Seeliger M, Rüther K, Apfelstedt-Sylla E, Schlote W, Wohlrab M, Zrenner E
Abteilung II, Universitäts-Augenklinik, Tübingen.
Ophthalmologe. 1997 Aug;94(8):557-62. doi: 10.1007/s003470050158.
Juvenile neuronal ceroid lipofuscinosis (JNCL) is important to the ophthalmologist, since eye symptoms are usually the first evidence of the disease and permit establishment of an early diagnosis. The disorder usually begins with a dramatic loss of vision between age 4 and 10 due to bulls-eye maculopathy followed by rapid degeneration of the retina and pigment epithelium. Blindness results within 1 to 3 years after onset of symptoms. The further course of the disease is mainly determined by degradation of the CNS with motor and intellectual deficits. Most patients die before the age of 30.
A case of two sisters is presented to demonstrate eye findings and diagnostic procedures, emphasizing electrophysiologic and morphologic tests (peripheral blood smear, histology).
Both sisters reported the first decrease in vision at the ages of 8 and 6 respectively; visual acuity at time of visit was light projection (20/400). Both had tapetoretinal degeneration with optic disc atrophy, narrowed vessels, pigment epitheliopathy and bullseye maculopathy. The ERG was almost extinguished in the older sister and greatly reduced in the younger one (scotopic more than photopic). Histologically, vacuolated lymphocytes were found in the peripheral blood smear, as were intracellular inclusions of the fingerprint and curvilinear type in the conjunctival biopsy.
During the course of JNCL, it is very common for the vision to be affected at the age of 6-7. The correct diagnosis, however, is often made years later when massive neurologic symptoms such as seizures appear. When there is sudden loss of vision in a child of this age combined with a tapetoretinal degeneration, a biopsy or at least a peripheral blood smear should be performed.

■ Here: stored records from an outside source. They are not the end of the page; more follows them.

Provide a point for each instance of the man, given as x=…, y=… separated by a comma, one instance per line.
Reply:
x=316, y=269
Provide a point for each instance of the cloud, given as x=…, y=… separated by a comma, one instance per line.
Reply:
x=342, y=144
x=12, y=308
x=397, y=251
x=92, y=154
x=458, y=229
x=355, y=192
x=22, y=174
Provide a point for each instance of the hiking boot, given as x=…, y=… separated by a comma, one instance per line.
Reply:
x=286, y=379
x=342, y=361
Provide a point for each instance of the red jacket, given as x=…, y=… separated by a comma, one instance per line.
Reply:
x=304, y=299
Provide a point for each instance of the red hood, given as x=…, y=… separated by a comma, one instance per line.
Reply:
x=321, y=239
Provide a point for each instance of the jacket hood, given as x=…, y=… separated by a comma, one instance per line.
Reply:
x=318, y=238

青少年神经元蜡样脂褐质沉积症(JNCL)对眼科医生而言很重要,因为眼部症状通常是该疾病的首个证据,有助于早期诊断的确立。该病症通常在4至10岁之间因靶心状黄斑病变导致视力急剧下降,随后视网膜和色素上皮迅速退化。症状出现后1至3年内会导致失明。疾病的后续进程主要由中枢神经系统退化导致的运动和智力缺陷决定。大多数患者在30岁前死亡。
报告了一对姐妹的病例,以展示眼部检查结果和诊断程序,重点强调电生理和形态学检查(外周血涂片、组织学)。

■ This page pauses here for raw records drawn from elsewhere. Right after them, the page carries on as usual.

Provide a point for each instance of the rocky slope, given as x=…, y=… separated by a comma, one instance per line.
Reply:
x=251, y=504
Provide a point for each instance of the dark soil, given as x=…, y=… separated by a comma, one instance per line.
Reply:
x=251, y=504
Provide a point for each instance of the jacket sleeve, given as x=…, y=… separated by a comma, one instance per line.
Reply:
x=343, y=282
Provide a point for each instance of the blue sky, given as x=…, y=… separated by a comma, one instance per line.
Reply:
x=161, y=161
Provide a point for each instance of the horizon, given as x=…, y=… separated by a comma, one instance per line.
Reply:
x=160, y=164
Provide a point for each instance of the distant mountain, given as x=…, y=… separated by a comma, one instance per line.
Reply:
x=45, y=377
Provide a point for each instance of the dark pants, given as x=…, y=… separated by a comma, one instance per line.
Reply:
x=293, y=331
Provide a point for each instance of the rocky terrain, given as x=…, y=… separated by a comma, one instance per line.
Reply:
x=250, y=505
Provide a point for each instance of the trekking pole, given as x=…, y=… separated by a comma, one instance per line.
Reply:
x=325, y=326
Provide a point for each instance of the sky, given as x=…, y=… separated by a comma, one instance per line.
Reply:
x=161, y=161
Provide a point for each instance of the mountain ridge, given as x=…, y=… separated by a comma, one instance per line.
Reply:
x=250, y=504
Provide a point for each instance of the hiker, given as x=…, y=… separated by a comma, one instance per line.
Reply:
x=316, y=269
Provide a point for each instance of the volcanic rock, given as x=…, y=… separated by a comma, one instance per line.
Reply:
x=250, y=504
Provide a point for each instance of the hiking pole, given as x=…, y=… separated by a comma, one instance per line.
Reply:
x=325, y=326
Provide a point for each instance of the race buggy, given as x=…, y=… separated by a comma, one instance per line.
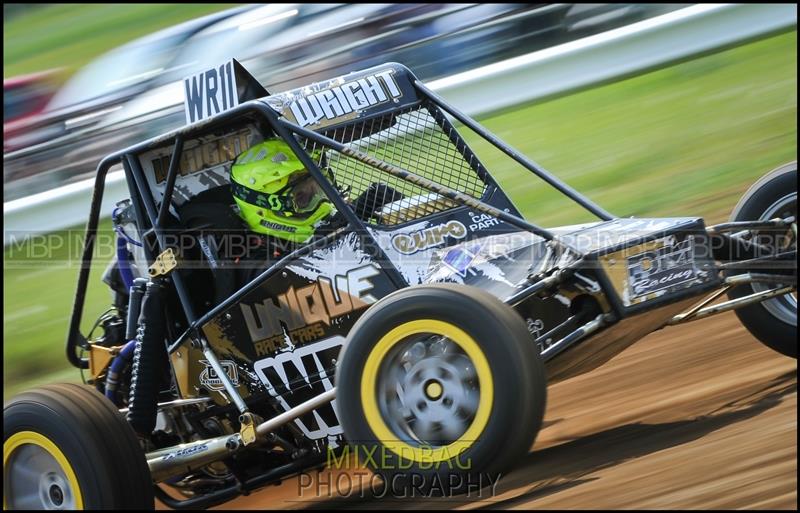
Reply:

两姐妹分别在8岁和6岁时首次出现视力下降;就诊时视力为光感(20/400)。两人均有视网膜色素变性,伴有视盘萎缩、血管变窄、色素上皮病变和靶心状黄斑病变。年长的姐姐视网膜电图几乎消失,年幼的妹妹则大幅降低(暗视比明视更明显)。组织学检查发现,外周血涂片中存在空泡化淋巴细胞,结膜活检中存在指纹状和曲线状的细胞内包涵体。
在JNCL病程中,6至7岁时视力受影响很常见。然而,正确诊断往往在数年后出现癫痫发作等严重神经症状时才得以做出。当这个年龄段的儿童突然视力丧失并伴有视网膜色素变性时,应进行活检或至少进行外周血涂片检查。